Rythme idioventriculaire accéléré (RIVA).

Les torsades de pointes

Il s’agit de tachycardies ventriculaires polymorphes où les QRS larges sont soudés les uns aux autres et changent de sens (positif puis négatif et vice-versa: les QRS tournent autour de la ligne de base) par courtes périodes d’une dizaine ou de quelques dizaines de complexes. Les ondes P sont invisibles. Le tracé ECG est très caractéristique et les torsades de pointes surviennent généralement lorsque l’intervalle QT est fortement prolongé. L’allongement de l’intervalle QT (voir chapitre VI) existe sous une forme congénitale ou acquise. Dans les 2 cas il peut être responsable de torsades de pointes. Il y a une différence importante entre les torsades de pointes dues au QT long acquis et celles rencontrées dans le syndrome du QT long congénital. Dans le premier cas, les torsades apparaissent lors d’épisodes de bradycardie alors que dans le second c’est généralement lors d’une stimulation adrénergique qu’elles apparaissent.

Torsades de pointe en relation avec un syndrome du QT long acquis sur traitement antiarythmique.

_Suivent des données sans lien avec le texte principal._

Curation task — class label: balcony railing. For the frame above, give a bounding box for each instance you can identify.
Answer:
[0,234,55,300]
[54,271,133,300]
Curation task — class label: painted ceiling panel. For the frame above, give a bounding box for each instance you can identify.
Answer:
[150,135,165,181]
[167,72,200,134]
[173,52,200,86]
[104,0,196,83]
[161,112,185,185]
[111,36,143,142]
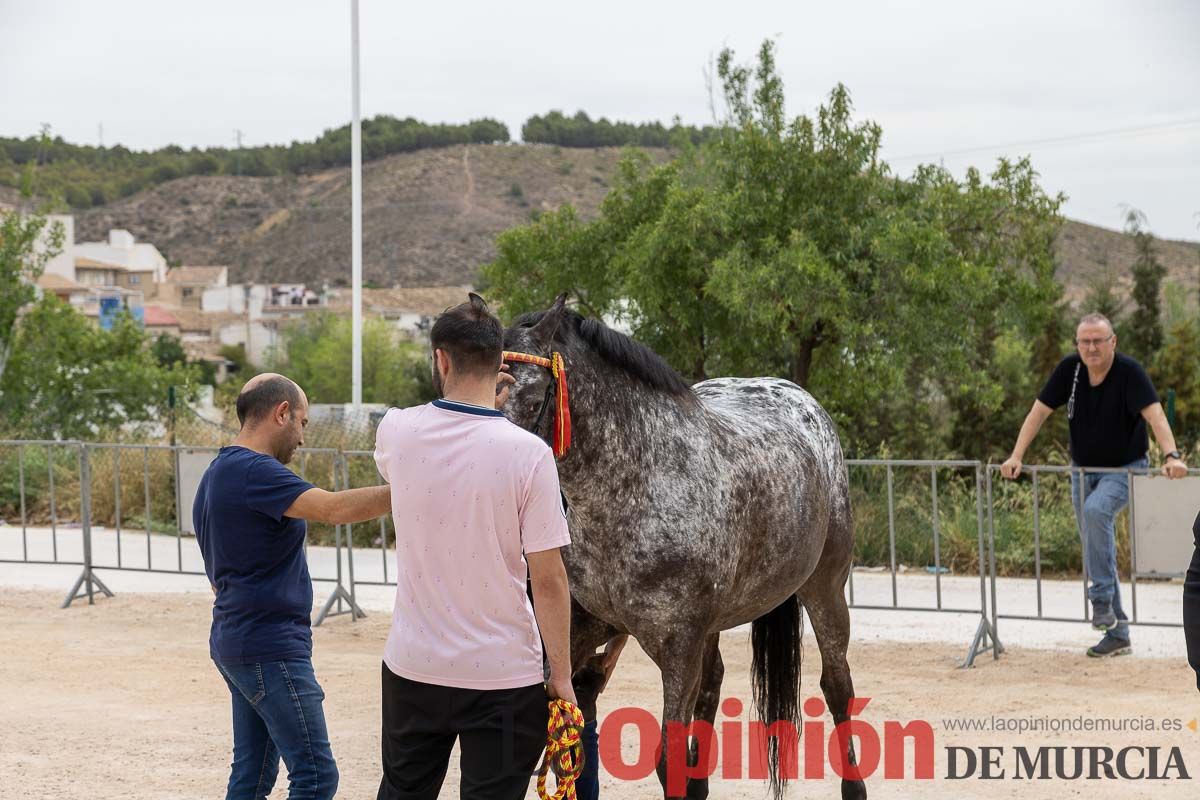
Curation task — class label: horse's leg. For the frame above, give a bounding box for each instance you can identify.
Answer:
[688,633,725,800]
[571,597,619,672]
[798,511,866,800]
[634,625,708,798]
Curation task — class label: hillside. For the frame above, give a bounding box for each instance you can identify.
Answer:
[76,145,1200,300]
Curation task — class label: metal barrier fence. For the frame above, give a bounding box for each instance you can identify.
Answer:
[846,459,1004,667]
[0,440,1200,667]
[986,464,1200,627]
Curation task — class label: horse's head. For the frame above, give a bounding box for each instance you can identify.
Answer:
[502,294,571,440]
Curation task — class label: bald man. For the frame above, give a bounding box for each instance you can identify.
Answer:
[192,373,391,800]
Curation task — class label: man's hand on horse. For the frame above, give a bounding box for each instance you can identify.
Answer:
[496,363,517,410]
[546,675,580,705]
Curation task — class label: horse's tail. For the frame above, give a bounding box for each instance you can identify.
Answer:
[750,595,804,800]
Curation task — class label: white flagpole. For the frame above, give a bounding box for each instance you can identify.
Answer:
[350,0,362,411]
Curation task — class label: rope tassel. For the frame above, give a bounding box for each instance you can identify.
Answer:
[538,699,583,800]
[550,353,571,458]
[503,350,571,458]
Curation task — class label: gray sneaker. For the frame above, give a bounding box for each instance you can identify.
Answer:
[1092,603,1117,631]
[1087,636,1133,658]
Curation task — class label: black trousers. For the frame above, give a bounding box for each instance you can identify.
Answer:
[378,664,550,800]
[1183,517,1200,690]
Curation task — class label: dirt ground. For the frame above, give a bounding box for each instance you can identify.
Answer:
[0,589,1200,800]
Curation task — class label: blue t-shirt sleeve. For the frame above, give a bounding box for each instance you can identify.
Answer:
[245,456,313,522]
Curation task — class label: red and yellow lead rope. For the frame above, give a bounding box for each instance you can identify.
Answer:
[504,350,571,458]
[538,699,583,800]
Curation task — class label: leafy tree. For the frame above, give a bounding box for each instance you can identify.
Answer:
[0,189,64,380]
[1124,209,1166,363]
[271,314,432,407]
[0,295,197,439]
[1154,314,1200,450]
[484,42,1062,455]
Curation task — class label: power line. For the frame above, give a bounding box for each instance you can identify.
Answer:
[886,116,1200,163]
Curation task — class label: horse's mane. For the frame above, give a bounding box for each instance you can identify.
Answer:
[512,311,692,397]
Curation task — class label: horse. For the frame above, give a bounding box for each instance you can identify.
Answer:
[502,295,866,800]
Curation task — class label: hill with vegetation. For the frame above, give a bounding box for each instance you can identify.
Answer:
[68,144,1200,300]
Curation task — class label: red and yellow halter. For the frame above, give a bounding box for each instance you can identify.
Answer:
[504,350,571,458]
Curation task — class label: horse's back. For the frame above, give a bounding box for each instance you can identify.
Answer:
[692,378,841,465]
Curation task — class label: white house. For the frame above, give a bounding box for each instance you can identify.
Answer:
[72,228,167,283]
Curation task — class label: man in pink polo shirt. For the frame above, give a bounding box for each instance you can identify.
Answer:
[374,294,575,800]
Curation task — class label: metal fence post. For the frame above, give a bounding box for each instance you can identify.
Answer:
[312,450,366,627]
[62,444,113,608]
[961,462,1004,669]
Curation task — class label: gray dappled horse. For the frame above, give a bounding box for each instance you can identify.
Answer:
[504,295,866,798]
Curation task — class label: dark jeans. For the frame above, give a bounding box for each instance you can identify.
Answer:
[378,664,550,800]
[1183,529,1200,690]
[217,658,337,800]
[575,720,600,800]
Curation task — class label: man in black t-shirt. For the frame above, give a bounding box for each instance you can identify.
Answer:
[1000,314,1188,657]
[1183,513,1200,690]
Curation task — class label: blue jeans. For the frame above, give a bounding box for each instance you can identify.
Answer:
[575,720,600,800]
[217,658,337,800]
[1070,458,1150,640]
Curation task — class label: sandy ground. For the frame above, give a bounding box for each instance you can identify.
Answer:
[0,588,1200,800]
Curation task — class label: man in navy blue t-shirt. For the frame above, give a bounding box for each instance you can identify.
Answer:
[192,373,391,800]
[1000,314,1188,657]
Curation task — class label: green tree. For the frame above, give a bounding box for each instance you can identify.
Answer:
[271,314,432,407]
[1154,314,1200,450]
[0,192,64,380]
[484,42,1062,455]
[0,295,197,439]
[1122,209,1166,363]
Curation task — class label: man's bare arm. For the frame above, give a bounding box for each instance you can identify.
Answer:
[526,547,576,703]
[1141,403,1188,477]
[1000,401,1054,479]
[283,486,391,525]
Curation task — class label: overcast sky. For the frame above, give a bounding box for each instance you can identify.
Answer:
[0,0,1200,239]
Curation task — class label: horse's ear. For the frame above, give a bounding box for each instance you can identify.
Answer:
[532,291,566,345]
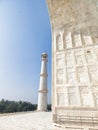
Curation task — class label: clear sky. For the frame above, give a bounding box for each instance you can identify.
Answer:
[0,0,51,103]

La fibrillation ventriculaire

Il s’agit d’une arythmie ventriculaire très rapide, totalement désorganisée et caractérisée par une désynchronisation totale des ventricules. Les complexes QRS ont littéralement disparu et sont remplacés par une activité anarchique, désordonnée, très polymorphe. Cette arythmie est hémodynamiquement inefficace et conduit à la mort, d’où la nécessité d’agir le plus rapidement possible en défibrillant le patient.

Tracé en rythme sinusal sur la partie gauche. Apparition d'une extrasystole ventriculaire (phénomène R/T) qui déclenche immédiatement une fibrillation ventriculaire.